Astana’nın önemi, daha önce Suriye ihtilafında karşı saflarda yer aldığımız -ve aslında bugün de teknik olarak aynı safta olmadığımız- Rusya ve İran ile çözüm için masaya oturuyor olmamızdan kaynaklanıyor. Hatta o masada, biliyorsunuz, meşruiyetini ve mevcudiyetini kabul etmediğimiz Esad da oturuyor. 2011’den itibaren “Suriye iç savaşında akan kanı durdurmanın tek çaresi Türkiye’nin İran ve Rusya ile masaya oturmasıdır” diye yazmış ve konuşmuş bir gazeteci olarak o masanın bugün kurulmuş olmasına itiraz edecek halim yok. Çözüm için, yani en azından altı yıldır durmaksızın akan kanın durması için bir fırsat çıktı önümüze.

Ancak şimdiki durumun tamamen pespembe bir tablo oluşturduğunu iddia etmek de doğru değil. Çünkü, öncelikle, ABD’nin ve Körfez güçlerinin bu tabloda nasıl bir yer alacakları henüz belirsiz. Bilhassa Washington’un Suriye meselesine yaklaşımının yeni yönetim zamanında değişip değişmeyeceği veya değişirse hangi yönde değişeceği tam olarak bilinmiyor. Trump’ın sergileyeceği yaklaşım Astana sürecinin başarıya ulaşmasına da yardımcı olabilir, duruma göre etkilerinin sınırlı kalmasına da.

Dikkat ederseniz, Astana görüşmelerine katılan muhalifler burada kurulan masayı ateşkesin sağlanması için bir aşama olarak gördüklerini, nihai bir çözüm planının ancak Cenevre’de görüşülebileceğini söylüyorlar. Gördüğüm kadarıyla Körfez’in yaklaşımı da aynı. Hatta buradaki masanın kurulmasında kilit rol oynamış olan Ankara da bunun aksi yönde bir yaklaşıma sahip değil. Yani Batı dünyası dışlanarak Suriye’de kalıcı bir çözüm bulunmasının mümkün olmadığı görüşü Avrasyacı hayallerin önünde.

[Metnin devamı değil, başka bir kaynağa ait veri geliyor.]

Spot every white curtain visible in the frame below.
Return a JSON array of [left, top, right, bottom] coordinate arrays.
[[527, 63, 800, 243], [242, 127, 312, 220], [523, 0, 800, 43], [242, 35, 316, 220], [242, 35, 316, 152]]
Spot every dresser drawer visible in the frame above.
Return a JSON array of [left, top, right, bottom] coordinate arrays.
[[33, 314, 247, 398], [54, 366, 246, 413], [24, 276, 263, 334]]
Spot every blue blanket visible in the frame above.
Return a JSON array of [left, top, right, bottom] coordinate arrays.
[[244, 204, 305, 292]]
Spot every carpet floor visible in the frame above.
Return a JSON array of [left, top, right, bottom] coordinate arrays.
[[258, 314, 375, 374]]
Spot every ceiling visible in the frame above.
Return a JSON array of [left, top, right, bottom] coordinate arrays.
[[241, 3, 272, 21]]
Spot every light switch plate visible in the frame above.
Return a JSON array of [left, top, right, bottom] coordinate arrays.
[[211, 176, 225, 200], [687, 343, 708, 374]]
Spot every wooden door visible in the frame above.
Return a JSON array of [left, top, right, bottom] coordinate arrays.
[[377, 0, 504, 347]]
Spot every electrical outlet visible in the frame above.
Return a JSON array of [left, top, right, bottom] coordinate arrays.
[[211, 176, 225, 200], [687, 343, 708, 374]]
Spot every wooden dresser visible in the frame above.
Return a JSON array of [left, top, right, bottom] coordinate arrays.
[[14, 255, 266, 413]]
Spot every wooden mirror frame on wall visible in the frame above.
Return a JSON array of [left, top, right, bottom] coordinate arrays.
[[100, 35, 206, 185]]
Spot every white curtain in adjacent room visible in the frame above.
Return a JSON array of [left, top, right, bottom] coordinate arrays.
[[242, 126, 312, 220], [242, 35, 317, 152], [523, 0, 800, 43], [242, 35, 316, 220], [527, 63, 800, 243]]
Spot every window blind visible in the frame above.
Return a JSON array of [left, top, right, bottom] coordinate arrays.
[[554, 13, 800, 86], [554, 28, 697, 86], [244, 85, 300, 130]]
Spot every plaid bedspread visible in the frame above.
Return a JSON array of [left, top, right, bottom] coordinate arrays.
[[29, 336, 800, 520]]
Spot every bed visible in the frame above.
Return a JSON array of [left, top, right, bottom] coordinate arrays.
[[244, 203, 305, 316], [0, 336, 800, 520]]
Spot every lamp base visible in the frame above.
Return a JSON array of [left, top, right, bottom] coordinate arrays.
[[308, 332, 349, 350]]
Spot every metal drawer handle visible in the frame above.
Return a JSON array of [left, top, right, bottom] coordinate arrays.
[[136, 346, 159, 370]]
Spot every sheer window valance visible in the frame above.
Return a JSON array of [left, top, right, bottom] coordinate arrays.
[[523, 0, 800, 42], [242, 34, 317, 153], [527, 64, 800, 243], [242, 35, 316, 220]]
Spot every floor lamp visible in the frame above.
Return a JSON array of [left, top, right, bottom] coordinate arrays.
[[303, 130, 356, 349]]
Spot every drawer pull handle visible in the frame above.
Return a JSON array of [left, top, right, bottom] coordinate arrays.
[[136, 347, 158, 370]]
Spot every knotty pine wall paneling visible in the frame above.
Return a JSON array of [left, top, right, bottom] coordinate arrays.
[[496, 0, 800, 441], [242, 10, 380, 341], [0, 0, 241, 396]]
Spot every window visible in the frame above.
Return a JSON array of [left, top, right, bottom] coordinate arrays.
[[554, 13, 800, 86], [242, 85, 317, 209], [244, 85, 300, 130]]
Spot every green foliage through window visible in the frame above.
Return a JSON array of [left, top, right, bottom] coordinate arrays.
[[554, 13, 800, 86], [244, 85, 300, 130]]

Zaten Cenevre sürecini yönetmeye memur edilen BM Suriye Özel Temsilcisi Mistura da Astana’da ana aktörlerden biri olarak bulunuyor. Demek oluyor ki Astana’yı çözüm zemini olarak değil, çözüme hazırlanma zemini olarak görmek daha doğru.

***

Suriye’de çözüm elbette mümkün ama zor. Çünkü işin içinde çok fazla aktör var. Suriye iç savaşının taraflarından her biri uluslararası ve bölgesel güçlerin adeta birer acentesi olarak yer alıyorlar savaşta. Çünkü her birinin dış desteğe ihtiyacı var. Kendi güçleriyle ayakta kalmaya ve savaşmaya imkanları yok. Bu durum da ilk günden beri vekalet savaşı (“Proxy war”) olarak tanımladığımız Suriye meselesinin uluslararası boyutunu öne çıkarıyor. Dolayısıyla bugün de çözüm konusunda sahadaki aktörlerden önce saha dışındaki aktörlerin birbirleriyle uzlaşmasına ihtiyaç var. Bu bakımdan da Türkiye’nin Rusya ve İran’la masaya oturması; aynı masaya Körfez ülkeleriyle ABD’nin de çağrılması bu uzlaşmanın artık acil ihtiyaç haline geldiğini gösteriyor olmalı.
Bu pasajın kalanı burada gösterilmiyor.